É um misto de adrenalina e necessidade, como se algo me faltasse, mas eu não sei o quê exatamente.

— Enfim! Ele provavelmente se sentiu atraído por você e acha que pode te comer. Deve pensar que é uma mulher fácil por estar trabalhando naquele lugar. — Ana ironiza, largando o celular.

— Deixe-o sonhar — Resmungo.

— Falando em idiotas, Trevor parou de te perturbar?

O nome dele é suficiente para um arrepio percorrer meu corpo, como um presságio ruim.

— Desativei todas as redes sociais e troquei meu número quando saí — respondo. Sair, claro, era apenas outra forma de dizer fugir. — Faz dois meses que não o vejo.

Tudo terminou em desastre entre Trevor e eu. Entrei naquele relacionamento iludida, perdida e apaixonada pela ideia de uma pessoa que não existia. A máscara caiu em apenas três meses.

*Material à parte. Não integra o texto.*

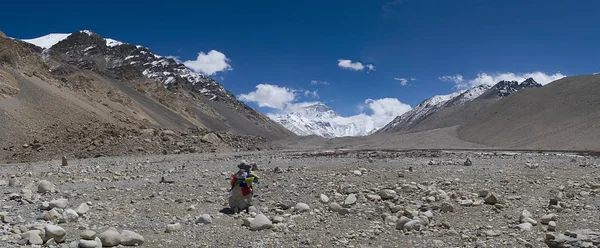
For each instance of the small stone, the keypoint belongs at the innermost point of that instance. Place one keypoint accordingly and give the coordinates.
(59, 203)
(491, 199)
(413, 225)
(260, 222)
(55, 232)
(33, 237)
(82, 209)
(204, 219)
(278, 219)
(468, 162)
(96, 243)
(447, 207)
(45, 186)
(88, 235)
(173, 228)
(130, 238)
(110, 238)
(547, 218)
(401, 221)
(350, 200)
(338, 209)
(70, 215)
(466, 203)
(301, 207)
(373, 197)
(387, 194)
(483, 193)
(524, 226)
(551, 226)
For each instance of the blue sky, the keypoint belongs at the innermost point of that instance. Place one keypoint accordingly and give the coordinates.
(288, 44)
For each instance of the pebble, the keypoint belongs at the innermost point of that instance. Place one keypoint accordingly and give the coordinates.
(447, 207)
(110, 238)
(59, 203)
(260, 222)
(70, 215)
(173, 228)
(524, 226)
(301, 207)
(387, 194)
(82, 209)
(350, 200)
(130, 238)
(412, 225)
(55, 232)
(552, 226)
(547, 218)
(204, 219)
(45, 186)
(88, 235)
(338, 208)
(491, 199)
(33, 237)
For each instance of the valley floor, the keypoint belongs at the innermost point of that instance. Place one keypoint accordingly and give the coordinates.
(126, 193)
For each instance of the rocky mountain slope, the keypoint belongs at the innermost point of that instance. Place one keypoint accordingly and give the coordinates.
(316, 118)
(561, 115)
(454, 109)
(88, 96)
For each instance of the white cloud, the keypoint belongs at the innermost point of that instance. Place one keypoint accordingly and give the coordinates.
(313, 94)
(371, 67)
(272, 96)
(492, 79)
(319, 82)
(209, 63)
(356, 66)
(403, 81)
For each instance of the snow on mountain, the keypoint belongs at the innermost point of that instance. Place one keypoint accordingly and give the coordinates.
(88, 50)
(316, 118)
(47, 41)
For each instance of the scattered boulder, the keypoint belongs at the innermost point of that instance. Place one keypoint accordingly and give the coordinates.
(82, 209)
(301, 207)
(55, 232)
(110, 238)
(260, 222)
(204, 219)
(350, 200)
(45, 187)
(323, 198)
(468, 162)
(130, 238)
(387, 194)
(59, 203)
(33, 237)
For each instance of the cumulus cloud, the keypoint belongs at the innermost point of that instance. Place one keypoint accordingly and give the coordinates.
(491, 79)
(271, 96)
(356, 66)
(403, 81)
(209, 63)
(313, 94)
(319, 82)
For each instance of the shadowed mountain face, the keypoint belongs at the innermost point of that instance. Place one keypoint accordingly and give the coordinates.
(561, 115)
(454, 109)
(90, 96)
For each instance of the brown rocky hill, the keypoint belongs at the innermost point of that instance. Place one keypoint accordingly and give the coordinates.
(564, 114)
(67, 101)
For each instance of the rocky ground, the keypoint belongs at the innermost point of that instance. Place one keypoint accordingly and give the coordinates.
(319, 199)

Demorei mais um ano para conseguir sair daquele inferno.

Foi uma luta entender que amor não machuca, nem manipula. Quando finalmente consegui me libertar, abandonei tudo: minha vida, meu trabalho, até meus pertences. Não tinha ninguém. Fui criada em lares temporários e, aos dezoito, quando não fui adotada, jogaram-me no mundo para me virar.

— Espero que ele nunca mais apareça. Você merece ser feliz — diz Ana, seu rosto suavizando.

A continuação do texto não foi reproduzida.